Example 2: WRONG - K1 in Loss Position

def k1_loss_WRONG(log_prob_student, log_prob_teacher):
    # WRONG: Direct differentiation without REINFORCE.
    log_ratio = log_prob_student - log_prob_teacher
    loss = log_ratio.mean()  # BIASED -- gradient flows incorrectly
    return loss

Why? This implementation fails because standard automatic differentiation calculates the gradient of the sample value, not the gradient of the expectation. When ‘loss.backward()‘ is called on \(\mathcal{L}(x) = \log P_{\text{student}}(x) - \log P_{\text{teacher}}(x)\), it computes the pathwise derivative \(\nabla \log P_{\text{student}}(x)\). This ignores the dependency of the sampling distribution itself on the parameters (the “score function” term).

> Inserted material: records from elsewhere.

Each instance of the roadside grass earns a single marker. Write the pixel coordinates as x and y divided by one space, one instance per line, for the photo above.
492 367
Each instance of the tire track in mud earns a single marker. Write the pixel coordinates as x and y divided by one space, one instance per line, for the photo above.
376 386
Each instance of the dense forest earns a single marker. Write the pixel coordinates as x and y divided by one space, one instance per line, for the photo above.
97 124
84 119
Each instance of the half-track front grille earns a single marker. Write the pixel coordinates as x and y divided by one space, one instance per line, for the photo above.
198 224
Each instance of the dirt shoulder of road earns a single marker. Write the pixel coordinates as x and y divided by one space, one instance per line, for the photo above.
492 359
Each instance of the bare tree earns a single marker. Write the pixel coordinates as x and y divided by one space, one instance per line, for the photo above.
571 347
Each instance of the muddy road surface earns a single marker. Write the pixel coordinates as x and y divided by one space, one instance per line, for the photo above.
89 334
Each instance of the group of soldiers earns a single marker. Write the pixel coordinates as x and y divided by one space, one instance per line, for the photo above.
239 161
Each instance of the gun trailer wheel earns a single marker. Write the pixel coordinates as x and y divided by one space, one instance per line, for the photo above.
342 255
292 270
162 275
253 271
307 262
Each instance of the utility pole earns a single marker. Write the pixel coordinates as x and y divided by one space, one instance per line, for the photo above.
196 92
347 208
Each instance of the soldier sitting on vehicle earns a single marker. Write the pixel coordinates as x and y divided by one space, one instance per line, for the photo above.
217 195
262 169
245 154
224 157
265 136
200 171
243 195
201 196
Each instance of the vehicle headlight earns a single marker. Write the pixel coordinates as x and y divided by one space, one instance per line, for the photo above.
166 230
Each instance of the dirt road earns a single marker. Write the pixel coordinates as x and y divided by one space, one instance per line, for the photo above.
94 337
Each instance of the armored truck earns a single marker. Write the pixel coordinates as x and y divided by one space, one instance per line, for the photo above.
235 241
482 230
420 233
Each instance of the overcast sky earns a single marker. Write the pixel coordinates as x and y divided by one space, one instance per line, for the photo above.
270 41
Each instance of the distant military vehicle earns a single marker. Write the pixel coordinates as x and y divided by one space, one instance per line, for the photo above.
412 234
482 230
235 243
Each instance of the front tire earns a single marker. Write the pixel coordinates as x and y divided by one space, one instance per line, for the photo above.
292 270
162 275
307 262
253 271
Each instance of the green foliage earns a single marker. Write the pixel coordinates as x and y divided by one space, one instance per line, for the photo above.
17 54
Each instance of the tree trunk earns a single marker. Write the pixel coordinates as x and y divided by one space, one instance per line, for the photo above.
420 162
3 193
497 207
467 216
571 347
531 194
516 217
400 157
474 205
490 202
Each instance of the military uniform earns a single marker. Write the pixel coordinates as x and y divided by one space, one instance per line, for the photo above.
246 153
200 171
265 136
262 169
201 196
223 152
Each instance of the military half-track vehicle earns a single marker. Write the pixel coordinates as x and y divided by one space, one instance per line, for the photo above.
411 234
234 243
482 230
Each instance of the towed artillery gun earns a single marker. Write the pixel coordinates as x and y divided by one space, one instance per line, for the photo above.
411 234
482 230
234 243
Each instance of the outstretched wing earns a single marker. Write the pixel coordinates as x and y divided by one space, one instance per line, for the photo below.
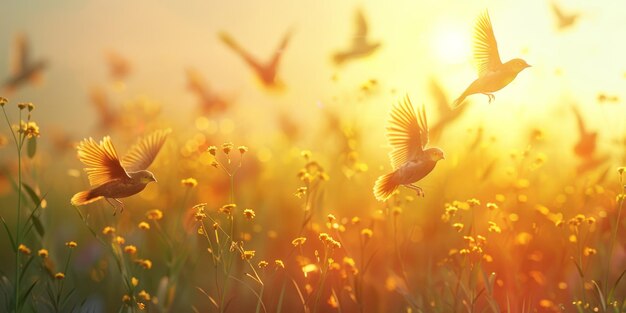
407 133
486 56
101 160
141 155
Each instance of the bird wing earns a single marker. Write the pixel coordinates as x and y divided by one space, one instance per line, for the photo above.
101 160
141 155
486 56
20 54
406 133
231 43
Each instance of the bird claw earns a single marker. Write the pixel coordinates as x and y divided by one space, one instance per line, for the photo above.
418 190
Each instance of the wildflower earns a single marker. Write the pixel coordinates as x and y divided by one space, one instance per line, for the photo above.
227 208
212 150
189 182
23 249
298 241
130 249
144 295
43 253
249 213
458 226
279 263
226 147
143 225
155 214
247 254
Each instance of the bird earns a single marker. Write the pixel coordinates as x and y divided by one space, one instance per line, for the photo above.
407 133
564 20
24 69
493 75
446 114
209 101
266 72
112 178
587 141
361 46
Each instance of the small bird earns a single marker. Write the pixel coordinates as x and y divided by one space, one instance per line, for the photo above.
111 178
266 72
564 20
586 145
407 133
446 114
361 44
23 68
209 101
493 75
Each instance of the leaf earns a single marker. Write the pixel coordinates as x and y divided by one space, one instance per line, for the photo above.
31 147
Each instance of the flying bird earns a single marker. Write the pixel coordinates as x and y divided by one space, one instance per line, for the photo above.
493 75
447 115
586 145
361 46
266 72
564 20
209 101
112 178
407 133
23 68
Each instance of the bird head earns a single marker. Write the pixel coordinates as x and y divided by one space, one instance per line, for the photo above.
143 177
517 65
435 154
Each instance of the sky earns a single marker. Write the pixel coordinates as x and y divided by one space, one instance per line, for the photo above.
421 40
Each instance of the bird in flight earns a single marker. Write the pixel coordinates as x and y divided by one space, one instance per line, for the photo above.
447 115
493 75
209 101
362 46
407 134
564 20
112 178
24 69
266 72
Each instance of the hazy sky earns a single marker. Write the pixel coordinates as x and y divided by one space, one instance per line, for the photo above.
420 41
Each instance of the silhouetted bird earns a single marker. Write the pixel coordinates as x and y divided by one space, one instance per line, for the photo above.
564 20
447 115
586 145
209 101
111 178
361 44
266 72
23 68
408 135
493 75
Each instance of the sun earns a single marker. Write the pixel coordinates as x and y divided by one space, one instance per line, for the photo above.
451 45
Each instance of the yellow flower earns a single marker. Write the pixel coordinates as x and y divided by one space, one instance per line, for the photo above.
189 182
155 214
130 249
298 241
43 253
23 249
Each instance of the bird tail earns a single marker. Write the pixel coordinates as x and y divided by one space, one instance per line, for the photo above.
84 197
385 185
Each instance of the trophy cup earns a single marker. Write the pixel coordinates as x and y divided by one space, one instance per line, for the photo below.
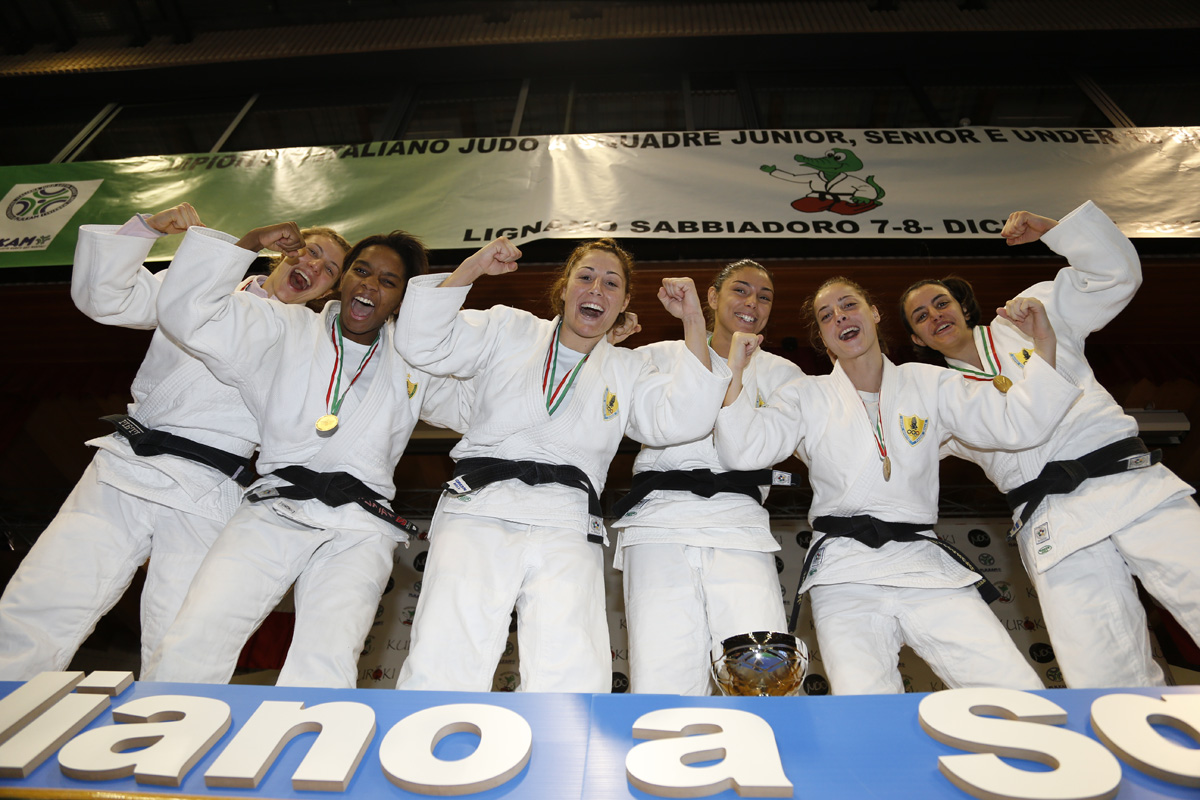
762 663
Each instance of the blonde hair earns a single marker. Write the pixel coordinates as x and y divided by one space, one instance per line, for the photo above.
319 230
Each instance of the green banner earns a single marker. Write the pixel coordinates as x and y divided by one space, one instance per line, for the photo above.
799 184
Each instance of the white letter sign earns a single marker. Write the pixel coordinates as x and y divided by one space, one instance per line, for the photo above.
744 743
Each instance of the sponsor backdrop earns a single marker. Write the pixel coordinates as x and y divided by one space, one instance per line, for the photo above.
863 184
982 540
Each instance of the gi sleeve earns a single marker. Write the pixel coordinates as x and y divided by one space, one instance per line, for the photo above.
109 282
679 405
432 331
1103 276
1025 417
237 336
448 402
750 437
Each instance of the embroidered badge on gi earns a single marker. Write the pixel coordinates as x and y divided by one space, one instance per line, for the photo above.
1021 356
610 404
913 428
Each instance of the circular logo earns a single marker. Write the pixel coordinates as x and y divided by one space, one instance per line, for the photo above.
41 202
1042 653
816 685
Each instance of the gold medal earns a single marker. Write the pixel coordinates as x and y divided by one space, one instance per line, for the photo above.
327 425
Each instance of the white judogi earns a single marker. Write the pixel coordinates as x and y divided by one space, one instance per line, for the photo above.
126 507
864 600
696 570
281 359
515 545
1081 549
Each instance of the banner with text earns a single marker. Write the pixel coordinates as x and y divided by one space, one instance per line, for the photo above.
796 184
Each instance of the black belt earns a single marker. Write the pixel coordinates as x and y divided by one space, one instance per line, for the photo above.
703 482
148 441
875 533
331 488
1066 476
471 474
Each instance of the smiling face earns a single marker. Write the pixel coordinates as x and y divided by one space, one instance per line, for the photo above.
312 275
743 302
594 294
937 320
846 322
371 292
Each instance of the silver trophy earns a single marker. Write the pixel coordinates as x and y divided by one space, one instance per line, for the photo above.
762 663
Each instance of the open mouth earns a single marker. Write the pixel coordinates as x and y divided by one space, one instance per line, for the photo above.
361 307
591 311
299 280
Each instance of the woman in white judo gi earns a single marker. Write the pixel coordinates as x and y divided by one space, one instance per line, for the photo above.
695 542
143 499
870 433
1123 515
520 523
336 405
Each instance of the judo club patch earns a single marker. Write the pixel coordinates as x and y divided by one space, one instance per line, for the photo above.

The true gradient requires the REINFORCE estimator, \(\nabla \log P_{\text{student}}(x) \cdot (\log \frac{P_{\text{student}}(x)}{P_{\text{teacher}}(x)} + 1)\), which weighs the gradient direction by the KL value. Without this weighting, the optimizer simply attempts to maximize the likelihood of the sampled tokens unconditionally, effectively ignoring the teacher's distribution and the KL objective entirely.

Conclusion

We have presented a unified treatment of gradient estimation for reverse KL minimization in on-policy distillation. Our analysis shows that K1 and K3 formulations yield identical expected gradients, differing only by a constant baseline. We recommend K3-style implementations for their lower variance and cleaner form.